Indian diaspora floods missions with 60,000 distress complaints
Indians living abroad filed over 60,000 complaints of harassment, sexual and physical abuse as well as other grievances with the country’s missions over the past four years, while the most instances were reported in the Gulf and none in Pakistan, government data show.india Updated: Jul 01, 2015 06:15 IST
Indians living abroad filed over 60,000 complaints of harassment, sexual and physical abuse as well as other grievances with the country’s missions over the past four years, while the most instances were reported in the Gulf and none in Pakistan, government data show.
A large number of people also complained against the country’s consulates for failing to provide help, raising questions over the efficiency of Indian diplomatic staff.
According to the government, India has the second-largest diaspora in the world after overseas Chinese, with over 25 million of its citizens and people with ancestral links spread across every major part of the world.

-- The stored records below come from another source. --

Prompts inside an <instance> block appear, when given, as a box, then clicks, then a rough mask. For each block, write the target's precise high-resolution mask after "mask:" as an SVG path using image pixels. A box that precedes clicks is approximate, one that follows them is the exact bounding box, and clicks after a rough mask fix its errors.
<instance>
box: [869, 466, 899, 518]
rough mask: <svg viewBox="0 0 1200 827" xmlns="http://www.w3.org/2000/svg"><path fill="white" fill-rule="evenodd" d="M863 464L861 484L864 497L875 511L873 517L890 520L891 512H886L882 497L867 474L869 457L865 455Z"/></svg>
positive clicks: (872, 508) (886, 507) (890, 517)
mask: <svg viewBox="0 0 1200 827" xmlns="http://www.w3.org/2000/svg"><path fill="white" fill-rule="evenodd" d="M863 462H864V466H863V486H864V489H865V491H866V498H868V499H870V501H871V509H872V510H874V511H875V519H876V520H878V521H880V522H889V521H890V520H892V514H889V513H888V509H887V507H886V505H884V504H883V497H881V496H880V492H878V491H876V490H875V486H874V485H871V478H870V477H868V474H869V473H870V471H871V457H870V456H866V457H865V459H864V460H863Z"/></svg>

The 60,608 complaints were registered under 12 categories of distress with 32 Indian missions abroad. Saudi Arabia saw 12,495 complaints closely followed by 12,110 from Kuwait, 9,786 from Qatar and 6,212 from the UAE.
“I face problems with my employer. He hardly kept any of the promises he made in the job contract. And getting relief from the Indian embassy is not easy either,” said Irfan Ahmed, who hails from Tamil Nadu and works in Saudi Arabia.
The Gulf region is key for New Delhi because nearly seven million Indians live there and Kerala alone accounts for about Rs 60,000 crore a year in remittances from this part of the world.
Most of the complaints from here were related to physical and sexual abuse, as well as non-payment of salaries.
Among the neighbours, there were no records of any complaints from Pakistan in the past four years, while 167 were registered in Bangladesh last year and nine in China.
The US reported 468 complaints and the UK 245 in these four years. A number of complaints also came in from bereaved Indian families about being unable to send or receive the mortal remains of relatives.
“We are trying to sort out this issue on priority, but at times we hit delays while following due process in the host countries,” said an Indian diplomat from a Gulf nation.
Sources said Indian missions have put in place a number of measures in recent years to address these situations, including appointment of welfare officers, 24X7 helplines, establishment of welfare development funds and financial assistance to Indian women duped by their NRI husbands.